Q: Can I use multiples from M&A transactions? A: Yes, especially for private companies. If comparable companies were recently acquired at 8x EBITDA, that's market evidence of valuation. However, M&A multiples may include synergy value, not available to a standalone buyer, so they can be high. Use M&A multiples as a secondary check, not primary.

Q: How do I adjust multiples for currency differences? A: Convert all currencies to a common base (e.g., USD) using current exchange rates. Note that a euro-denominated company's multiples might differ from USD due to regulatory, tax, or economic differences. If comparing across currencies, acknowledge the risk.
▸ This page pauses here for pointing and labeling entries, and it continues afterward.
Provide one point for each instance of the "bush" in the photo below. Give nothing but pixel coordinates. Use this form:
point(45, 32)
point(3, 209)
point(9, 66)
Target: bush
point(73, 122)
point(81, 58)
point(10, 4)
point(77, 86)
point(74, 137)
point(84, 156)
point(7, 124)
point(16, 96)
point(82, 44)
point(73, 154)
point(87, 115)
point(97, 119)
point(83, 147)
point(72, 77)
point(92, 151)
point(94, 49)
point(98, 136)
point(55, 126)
  • P/E expansion/compression occurs when market sentiment shifts (higher risk premium → lower multiples; better confidence → higher multiples). Predict future multiples, not just current ones.
  • Justified multiple from DCF shows what a multiple should be given growth and discount-rate assumptions. Compare to actual market multiples to identify mispricing.
  • Peer screens (e.g., "software companies growing >15% with >25% margins") narrow your comparable set to truly similar companies.
  • Trading multiples vs. takeover multiples differ; a public company might trade at 12x EBITDA but sell in a merger at 10x (synergy discounts) or 13x (strategic premiums).
  • Dividend discount model (DDM) is a valuation method complementary to DCF and multiples; use all three for triangulation.

Summary

A multiples comparison sheet translates peer trading data into relative valuation estimates. Select 4–8 comparable companies matched on industry, business model, size, and growth. Calculate key multiples (P/E, EV/EBITDA, EV/Sales, Price/Book), note differences vs. your target, and apply adjustments for growth, profitability, or risk. Use peer median multiples as a baseline and adjusted multiples as your best estimate. Reconcile relative valuation with absolute DCF valuation; significant divergences reveal assumption issues or genuine mispricing.